Geologic carbon dioxide (CO2) utilization coupled with enhanced oil recovery (EOR) using CO2 in existing or depleted hydrocarbon reservoirs can increase the U.S. hydrocarbon recoverable resource volume and prevent wasteful CO2 release to the atmosphere. The Energy Independence and Security Act (EISA, Public Law 110-140) of 2007 authorized the USGS to conduct a national assessment of geologic storage resources and to evaluate the national technically recoverable hydrocarbon resources resulting from CO2 injection and related storage (CO2-EOR). The USGS recently completed the national CO2 storage assessment (see U.S. Geological Survey Geologic Carbon Dioxide Storage Resources Assessment Team, 2013); however, an evaluation of recoverable hydrocarbons (oil) related to CO2 injection was delayed to allow the USGS time to build a comprehensive CO2-EOR database and to develop an assessment methodology to evaluate the recovery potential for oil related to CO2 injection. The USGS CO2-EOR assessment will build upon previous technical/economic evaluations conducted by industry, government, and academic organizations; however, the USGS assessments will be of the total technically recoverable oil resources, and will not include a minimum economic cutoff. Previous assessments of CO2-EOR recoverable resources have included economic constraints and vary widely with some estimates of over 100 billion barrels of technically recoverable oil. The national resource of technically recoverable oil resulting from CO2 injection on a non-economic basis is unknown. The objective of this research task is to conduct a national assessment of recoverable oil related to CO2 injection. The amount of CO2 stored (utilized) during the hydrocarbon recovery process will also be evaluated.
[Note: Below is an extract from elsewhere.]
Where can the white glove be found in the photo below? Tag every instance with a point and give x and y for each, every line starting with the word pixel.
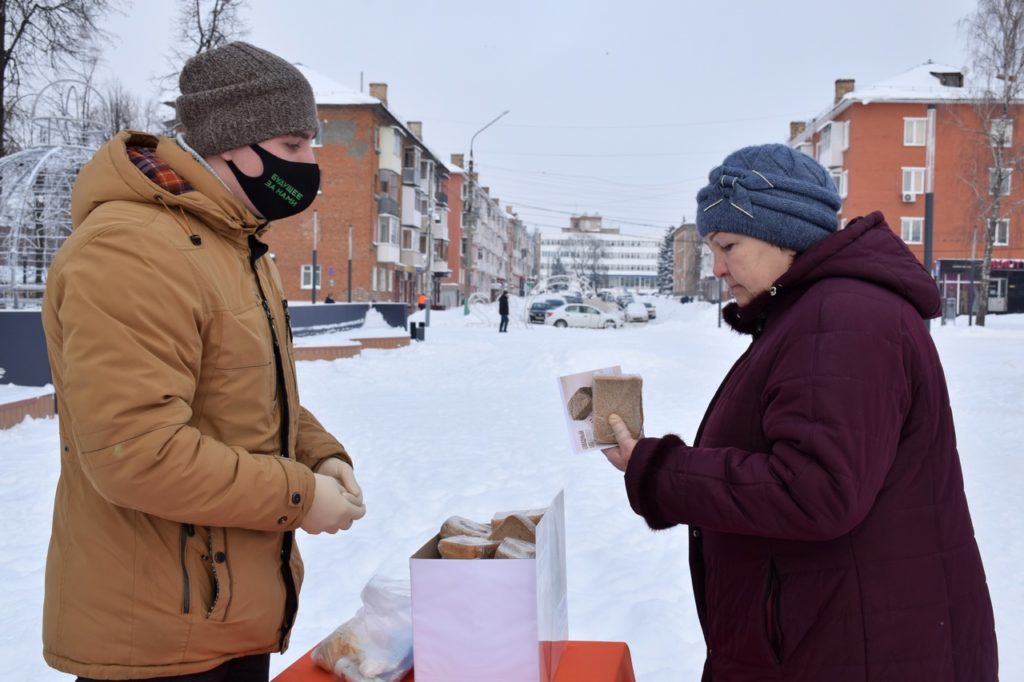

The following USGS reports and slide presentations summarize our approach to the development philosophy of assessment methodology and work progress:
USGS Techniques and Methods: Overview of a Comprehensive Resource Database for the Assessment of Recoverable Hydrocarbons Produced by Carbon Dioxide Enhanced Oil Recovery
USGS Scientific Investigations Report: Three approaches for estimating recovery factors in carbon dioxide enhanced oil recovery
Outside Report: Determining CO2 storage potential during miscible CO2 enhanced oil recovery: Noble gas and stable isotope tracers
USGS Factsheet: Development of an assessment methodology for hydrocarbon recovery potential using carbon dioxide and associated carbon sequestration: Workshop findings
Slideshow: Development philosophy of an assessment methodology for hydrocarbon recovery potential using CO2–EOR associated with carbon sequestration [.pdf]
Slideshow: Enhanced oil recovery and CO2 resource studies at the U.S. Geological Survey [.pdf]
Slideshow: A database and probabilistic assessment methodology for carbon dioxide enhanced oil recovery and associated carbon dioxide retention in the United States [.pdf]
Slideshow: A probabilistic assessment methodology for carbon dioxide enhanced oil recovery and associated carbon dioxide retention [.pdf]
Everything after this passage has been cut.